This programmatic statement appears in
William Paul's The State, its Origins and Functions,
written in early 1917 -- shortly before Lenin's State and
Revolution, perhaps his most libertarian work (see note 9). Paul
was a member of the Marxist-De Leonist Socialist Labor Party and later
one of the founders of the British Communist Party.25
His critique of state socialism resembles the libertarian doctrine of
the anarchists in its principle that since state ownership and
management will lead to bureaucratic despotism, the social revolution
must replace it by the industrial organization of society with direct
workers' control. Many similar statements can be cited.
What is far more important is that these
ideas have been realized in spontaneous revolutionary action, for
example in Germany and Italy after World War I and in Spain (not only in
the agricultural countryside, but also in industrial Barcelona) in 1936.
One might argue that some form of council communism is the natural form
of revolutionary socialism in an industrial society.
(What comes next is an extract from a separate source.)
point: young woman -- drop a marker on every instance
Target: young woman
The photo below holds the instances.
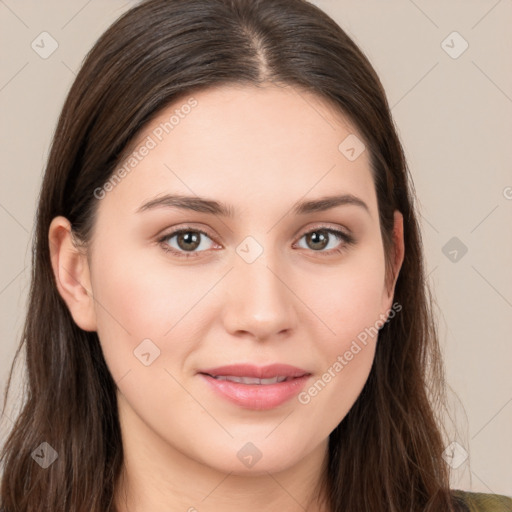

It reflects the
intuitive understanding that democracy is severely limited when the
industrial system is controlled by any form of autocratic elite, whether
of owners, managers and technocrats, a "vanguard" party, or a
state bureaucracy. Under these conditions of authoritarian domination
the classical libertarian ideals developed further by Marx and Bakunin
and all true revolutionaries cannot be realized; man will not be free to
develop his own potentialities to their fullest, and the producer will
remain "a fragment of a human being," degraded, a tool in the
productive process directed from above.
The phrase "spontaneous
revolutionary action" can be misleading. The anarchosyndicalists,
at least, took very seriously Bakunin's remark that the workers'
organizations must create "not only the ideas but also the facts of
the future itself" in the prerevolutionary period. The
accomplishments of the popular revolution in Spain, in particular, were
based on the patient work of many years of organization and education,
one component of a long tradition of commitment and militancy. The
resolutions of the Madrid Congress of June 1931 and the Saragossa
Congress in May 1936 foreshadowed in many ways the acts of the
revolution, as did the somewhat different ideas sketched by Santillan
(see note 4) in his fairly specific account of the social and economic
organization to be instituted by the revolution. Guérin writes
"The Spanish revolution was relatively mature in the minds of
libertarian thinkers, as in the popular consciousness." And
workers' organizations existed with the structure, the experience, and
the understanding to undertake the task of social reconstruction when,
with the Franco coup, the turmoil of early 1936 exploded into social
revolution. In his introduction to a collection of documents on
collectivization in Spain, the anarchist Augustin Souchy writes:
¡¡
For many years, the anarchists and the
syndicalists of Spain considered their supreme task to be the social
transformation of the society. In their assemblies of Syndicates and
groups, in their journals, their brochures and books, the problem of
the social revolution was discussed incessantly and in a systematic
fashion.26
All of this lies behind the spontaneous
achievements, the constructive work of the Spanish Revolution.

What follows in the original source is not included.